Three figures, two mortals and an elf-woman, burst from the southernmost hall. They were bleeding and gasping for air. The elf put up her hands as she approached the clearing. The mortals were doubled over, and collapsed as they reached the glade. “Help!” cried the elf. “I pray you!”

“Who are you?” shouted Gryselde.

“Come on,” Atrahasis whispered to Hochelaga.

“I can help,” she whispered back.

In the clearing, the elf said: “I am Kezia, a vala of the elf-folk.”

Hochelaga could feel Atrahasis freeze, and hear his breath catch. Enheduanna said: “What?”

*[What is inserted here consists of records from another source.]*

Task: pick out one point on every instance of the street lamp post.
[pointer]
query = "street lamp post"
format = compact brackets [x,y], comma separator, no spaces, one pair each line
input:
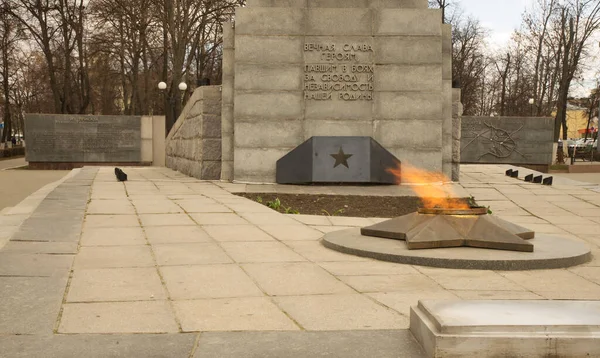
[531,103]
[171,107]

“B — Bar — Barthol-o-me-us,” choked out one of the mortals.

“Mistress Tilde,” gasped the other. “Glossologist.”

Hochelaga ran forward to the fallen woman. “Glossologist?” she cried.

The older woman saw her, and said, “Flee. We’re being chased —”

“Ah,” Enheduanna murmured, “I hear them.”

Then there was a shriek, a bird’s cry, that gave them all pause. From the same hall as the three new people had come emerged a parade of monsters. There were great grim rats, and there were shadowy bats (like the ones that had chased Hochelaga and Ulric the other day), and there were a pair of horrible long-legged spiders with bodies as big as Hochelaga, and there was an overlarge crow that whirled about a terrible lean manlike shape.

“A frightjack,” muttered Gamelyn. “This is very much not good.”

Hochelaga, kneeling, hugged the new glossologist, and wondered what to do.

She understood something more, now, about the dungeon. And she didn’t like it very much.